- Lobby card
- Directed by: Oswald Mitchell
- Written by: Milton Hayward; Reginald Purdell; Con West;
- Produced by: F.W. Baker
- Starring: Reginald Purdell; Wylie Watson; Patricia Roc;
- Cinematography: Geoffrey Faithfull
- Music by: Percival Mackey
- Production company: Butcher's Film Service
- Distributed by: Butcher's Film Service (UK)
- Release date: February 1940 (UK);
- Running time: 75 minutes
- Country: United Kingdom
- Language: English

= Pack Up Your Troubles (1940 film) =

Pack Up Your Troubles is a 1940 British second feature ('B') comedy film directed by Oswald Mitchell and starring Reginald Purdell, Wylie Watson and Patricia Roc. It was written by Milton Hayward, Reginald Purdell and Con West.

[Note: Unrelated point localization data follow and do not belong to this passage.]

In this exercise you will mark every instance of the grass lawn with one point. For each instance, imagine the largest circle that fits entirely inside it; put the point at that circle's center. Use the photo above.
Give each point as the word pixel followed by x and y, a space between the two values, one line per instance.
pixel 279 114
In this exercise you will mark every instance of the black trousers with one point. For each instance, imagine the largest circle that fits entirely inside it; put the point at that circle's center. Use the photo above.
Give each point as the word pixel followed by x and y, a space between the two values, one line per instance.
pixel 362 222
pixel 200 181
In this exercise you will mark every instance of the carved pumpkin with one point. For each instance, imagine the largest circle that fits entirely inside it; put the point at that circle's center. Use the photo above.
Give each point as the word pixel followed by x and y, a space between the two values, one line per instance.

It takes its name from the First World War marching song "Pack Up Your Troubles in Your Old Kit-Bag".

==Plot==
Garage owner Tommy and ventriloquist friend Eric join the army and travel to France, where they are captured by the Nazis. However, Eric's voice-throwing skills come in handy in engineering their escape and in obtaining top secret information.

==Cast==
- Reginald Purdell as Tommy Perkins
- Wylie Watson as Eric Sampson
- Patricia Roc as Sally Brown
- Wally Patch as Sgt. Barker
- Muriel George as Mrs. Perkins
- Ernest Butcher as Jack Perkins
- Manning Whiley as Muller
- G. H. Mulcaster as Col. Diehard

==Box office==
According to Kinematograph Weekly the film "held its own" at the British box office in August 1940.

==Critical reception==
The Monthly Film Bulletin wrote: "The title expresses the whole spirit of this film, which is cheerful, light-hearted nonsense. The somewhat ordinary story is redeemed by excellent acting and the two principals, Reginald Purdell and Wylie Watson, are extremely funny."

Picturegoer wrote: "It is ingenuous stuff, with a mixture of song, sentiment and patriotic conviction. Reginald Purdell and Wylie Watson are quite good as the pals and Patricia Roc makes a pretty heroine. Wally Patch is on his best form as the inevitable bullying sergeant. As burlesque German officers, Meinhart Maur and Manning Whiley are good."

TV Guide called it a "Lightweight comedy worth watching for Purdell's and Watson's nice comic performances."

Sky Cinema wrote, "Not the Laurel and Hardy comedy of the same name but a British romp from the war years, which gave character kings Wylie Watson (best-known for his 'Mr Memory' in Hitchcock's The 39 Steps) and Reginald Purdell a rare chance to blossom into leading roles. They're pretty funny together, too. The story's routine, but the leading lady is a very young and pretty Patricia Roc and some good old music-hall songs include Roll Out the Barrel, Pack Up Your Troubles and Goodbye Sally. Cheerful nonsense."